Yesterday was the one year anniversary from learning that Gabriella would need a transplant after only 2 short weeks of knowing we had a sick child. I can remember the sting to my soul when Dr Alhadheri told me those words "she needs a new heart", and the immediate crash afterwards. It felt like a true out of body experience. I saw myself weeping in the doctors office, walking to the car, sitting in the seat of my van and not knowing what to say or do or how to even move. I felt numb. I went back to work so I could sit in my office with the door locked, just so I didn't have to go pick up my kids and have them see me that way. My world had been shattered. Motherhood as I knew it was forever changed. My marriage changed forever and instantly faced something we never imagined it would face.

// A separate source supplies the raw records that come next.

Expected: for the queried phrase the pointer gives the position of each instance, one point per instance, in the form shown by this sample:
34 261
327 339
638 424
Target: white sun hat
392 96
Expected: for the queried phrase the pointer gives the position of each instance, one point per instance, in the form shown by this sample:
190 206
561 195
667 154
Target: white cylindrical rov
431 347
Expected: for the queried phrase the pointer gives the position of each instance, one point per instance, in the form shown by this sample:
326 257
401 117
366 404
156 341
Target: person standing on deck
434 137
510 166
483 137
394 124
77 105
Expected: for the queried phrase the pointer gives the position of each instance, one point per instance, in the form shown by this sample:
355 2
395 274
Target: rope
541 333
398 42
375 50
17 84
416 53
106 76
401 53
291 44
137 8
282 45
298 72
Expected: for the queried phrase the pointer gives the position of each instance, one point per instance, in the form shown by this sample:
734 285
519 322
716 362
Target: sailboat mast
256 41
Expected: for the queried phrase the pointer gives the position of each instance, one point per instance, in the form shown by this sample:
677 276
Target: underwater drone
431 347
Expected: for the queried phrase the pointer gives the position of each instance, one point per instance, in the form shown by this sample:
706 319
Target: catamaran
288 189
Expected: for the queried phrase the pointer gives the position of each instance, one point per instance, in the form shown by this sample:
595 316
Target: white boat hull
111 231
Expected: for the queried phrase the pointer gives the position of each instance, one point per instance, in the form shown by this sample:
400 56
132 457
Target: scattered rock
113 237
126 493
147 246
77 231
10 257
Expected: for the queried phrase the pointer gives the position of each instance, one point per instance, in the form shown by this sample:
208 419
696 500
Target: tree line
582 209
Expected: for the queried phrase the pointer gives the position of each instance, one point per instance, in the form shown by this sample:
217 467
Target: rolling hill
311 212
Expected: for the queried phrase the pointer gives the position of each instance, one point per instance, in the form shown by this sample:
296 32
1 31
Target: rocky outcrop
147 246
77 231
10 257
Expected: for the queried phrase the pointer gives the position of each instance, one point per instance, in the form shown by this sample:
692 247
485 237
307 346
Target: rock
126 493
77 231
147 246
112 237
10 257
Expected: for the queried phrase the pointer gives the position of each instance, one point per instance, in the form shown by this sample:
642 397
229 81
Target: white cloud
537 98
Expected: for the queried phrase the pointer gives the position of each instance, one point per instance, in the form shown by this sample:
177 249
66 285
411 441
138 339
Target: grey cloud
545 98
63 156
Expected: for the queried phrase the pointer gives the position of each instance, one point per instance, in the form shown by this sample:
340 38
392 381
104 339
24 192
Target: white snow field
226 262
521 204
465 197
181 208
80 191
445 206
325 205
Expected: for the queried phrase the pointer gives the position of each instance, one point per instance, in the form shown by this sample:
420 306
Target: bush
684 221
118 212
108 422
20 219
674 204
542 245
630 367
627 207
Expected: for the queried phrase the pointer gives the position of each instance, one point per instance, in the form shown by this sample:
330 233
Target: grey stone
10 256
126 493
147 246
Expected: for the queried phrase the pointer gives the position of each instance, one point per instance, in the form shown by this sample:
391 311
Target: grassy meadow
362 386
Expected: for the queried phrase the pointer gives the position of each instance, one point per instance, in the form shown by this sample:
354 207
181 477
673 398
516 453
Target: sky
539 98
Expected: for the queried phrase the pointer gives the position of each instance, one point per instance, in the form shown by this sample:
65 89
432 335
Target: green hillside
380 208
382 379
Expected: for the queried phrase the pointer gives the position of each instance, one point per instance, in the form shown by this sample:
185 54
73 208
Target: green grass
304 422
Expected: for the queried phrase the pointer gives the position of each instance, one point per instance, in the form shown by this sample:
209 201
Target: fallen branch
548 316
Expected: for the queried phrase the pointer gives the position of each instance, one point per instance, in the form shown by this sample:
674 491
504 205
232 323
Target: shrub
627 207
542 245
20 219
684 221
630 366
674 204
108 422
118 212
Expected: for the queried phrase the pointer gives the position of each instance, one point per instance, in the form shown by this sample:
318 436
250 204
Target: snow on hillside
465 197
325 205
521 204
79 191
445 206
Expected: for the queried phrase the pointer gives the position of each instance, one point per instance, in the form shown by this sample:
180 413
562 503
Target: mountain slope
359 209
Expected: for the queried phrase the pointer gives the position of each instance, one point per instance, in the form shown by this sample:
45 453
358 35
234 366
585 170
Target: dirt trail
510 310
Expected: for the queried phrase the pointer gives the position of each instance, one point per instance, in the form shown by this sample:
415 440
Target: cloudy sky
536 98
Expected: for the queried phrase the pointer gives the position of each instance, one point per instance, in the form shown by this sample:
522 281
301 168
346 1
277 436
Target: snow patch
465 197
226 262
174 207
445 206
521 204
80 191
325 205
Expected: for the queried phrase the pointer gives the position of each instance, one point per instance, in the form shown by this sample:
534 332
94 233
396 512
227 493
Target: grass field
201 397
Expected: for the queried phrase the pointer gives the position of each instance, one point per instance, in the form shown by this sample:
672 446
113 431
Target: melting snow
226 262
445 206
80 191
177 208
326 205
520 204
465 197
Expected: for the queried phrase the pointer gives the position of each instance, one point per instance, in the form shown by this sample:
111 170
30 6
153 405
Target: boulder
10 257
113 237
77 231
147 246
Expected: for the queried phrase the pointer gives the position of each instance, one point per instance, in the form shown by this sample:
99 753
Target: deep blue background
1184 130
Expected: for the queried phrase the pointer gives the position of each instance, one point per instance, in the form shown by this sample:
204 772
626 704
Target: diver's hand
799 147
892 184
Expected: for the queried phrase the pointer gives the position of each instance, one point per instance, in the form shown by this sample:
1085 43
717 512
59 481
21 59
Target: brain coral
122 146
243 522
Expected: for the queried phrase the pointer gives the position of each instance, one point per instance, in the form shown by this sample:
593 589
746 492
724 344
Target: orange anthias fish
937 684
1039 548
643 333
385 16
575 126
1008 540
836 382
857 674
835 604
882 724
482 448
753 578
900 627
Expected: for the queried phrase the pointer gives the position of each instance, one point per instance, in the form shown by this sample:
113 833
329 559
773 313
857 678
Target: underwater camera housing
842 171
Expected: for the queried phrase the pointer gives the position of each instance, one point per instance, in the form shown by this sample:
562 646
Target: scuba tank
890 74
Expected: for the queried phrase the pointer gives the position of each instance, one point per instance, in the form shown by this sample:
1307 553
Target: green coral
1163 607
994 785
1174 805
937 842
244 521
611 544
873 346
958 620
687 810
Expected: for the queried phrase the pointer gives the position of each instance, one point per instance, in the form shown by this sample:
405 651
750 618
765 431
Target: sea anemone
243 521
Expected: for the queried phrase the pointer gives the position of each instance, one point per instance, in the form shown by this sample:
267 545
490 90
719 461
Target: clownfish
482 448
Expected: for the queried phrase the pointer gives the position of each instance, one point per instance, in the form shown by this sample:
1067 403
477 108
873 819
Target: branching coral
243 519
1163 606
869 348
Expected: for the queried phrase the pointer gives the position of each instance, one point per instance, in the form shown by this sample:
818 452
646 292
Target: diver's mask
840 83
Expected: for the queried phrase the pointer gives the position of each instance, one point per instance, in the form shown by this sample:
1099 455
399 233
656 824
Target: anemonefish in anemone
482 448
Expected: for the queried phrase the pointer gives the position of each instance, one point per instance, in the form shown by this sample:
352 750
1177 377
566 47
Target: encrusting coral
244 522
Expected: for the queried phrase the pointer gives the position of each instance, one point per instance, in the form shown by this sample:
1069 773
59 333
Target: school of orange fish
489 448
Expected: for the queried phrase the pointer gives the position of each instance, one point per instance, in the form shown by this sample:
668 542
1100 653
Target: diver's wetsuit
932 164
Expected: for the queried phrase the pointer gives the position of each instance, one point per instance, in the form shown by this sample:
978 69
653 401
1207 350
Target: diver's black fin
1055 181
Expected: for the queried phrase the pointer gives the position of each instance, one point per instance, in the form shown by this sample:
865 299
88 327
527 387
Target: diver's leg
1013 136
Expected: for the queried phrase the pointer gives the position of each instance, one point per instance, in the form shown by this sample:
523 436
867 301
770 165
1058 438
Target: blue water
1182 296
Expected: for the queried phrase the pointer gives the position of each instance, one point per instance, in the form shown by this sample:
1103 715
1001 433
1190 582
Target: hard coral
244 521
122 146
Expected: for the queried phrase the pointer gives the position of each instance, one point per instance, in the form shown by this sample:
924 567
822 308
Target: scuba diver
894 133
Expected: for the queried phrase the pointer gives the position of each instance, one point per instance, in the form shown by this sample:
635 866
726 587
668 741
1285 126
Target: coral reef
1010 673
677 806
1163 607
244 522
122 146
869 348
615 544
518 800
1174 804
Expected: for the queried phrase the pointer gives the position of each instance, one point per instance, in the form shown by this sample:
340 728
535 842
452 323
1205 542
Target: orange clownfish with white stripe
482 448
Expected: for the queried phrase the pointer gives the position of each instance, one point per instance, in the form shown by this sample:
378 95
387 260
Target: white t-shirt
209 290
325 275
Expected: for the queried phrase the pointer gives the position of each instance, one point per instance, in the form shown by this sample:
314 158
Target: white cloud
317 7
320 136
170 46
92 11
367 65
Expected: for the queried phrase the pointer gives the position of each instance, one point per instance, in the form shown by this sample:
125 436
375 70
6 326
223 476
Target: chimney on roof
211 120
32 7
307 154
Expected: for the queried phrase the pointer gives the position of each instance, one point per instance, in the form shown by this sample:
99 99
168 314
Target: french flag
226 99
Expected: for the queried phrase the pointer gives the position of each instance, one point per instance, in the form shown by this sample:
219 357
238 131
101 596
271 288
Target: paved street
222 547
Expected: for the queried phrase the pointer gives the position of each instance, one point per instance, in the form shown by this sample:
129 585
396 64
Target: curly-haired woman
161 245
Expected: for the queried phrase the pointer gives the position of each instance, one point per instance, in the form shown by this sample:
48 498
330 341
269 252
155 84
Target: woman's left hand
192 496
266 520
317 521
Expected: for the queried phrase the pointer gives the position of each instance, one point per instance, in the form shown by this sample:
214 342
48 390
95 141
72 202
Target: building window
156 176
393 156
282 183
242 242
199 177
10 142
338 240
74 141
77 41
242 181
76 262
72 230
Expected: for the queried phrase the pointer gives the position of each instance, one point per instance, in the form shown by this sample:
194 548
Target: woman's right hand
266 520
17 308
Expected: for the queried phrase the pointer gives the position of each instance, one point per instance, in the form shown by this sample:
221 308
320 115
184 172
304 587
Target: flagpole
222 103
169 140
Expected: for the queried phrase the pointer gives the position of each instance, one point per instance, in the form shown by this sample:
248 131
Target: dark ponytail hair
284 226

When I look back over what the last year has given us, I know God has carried us the entire way and laid the most enormous hands of protection over Gabriella (the image in my head of that overwhelms me). May 11, 2009, I felt like I didn't know how to breathe anymore. May 11, 2010, I fight on for Gabriella. The pain and anguish we felt when we found out the severity Gabriella's life, and how short it could potentially be, is something we will never forget or get rid of, but we have been able to move in a forward direction from it. We had the option to handle this in many different ways, but we chose the route we took based on our faith and support. And to any of you reading this, YOU have been part of that.
I will never forget that day though, and will never minimize or try to "get past" the feelings I felt. It is because I choose to remember that pain that I can fight so hard for her today.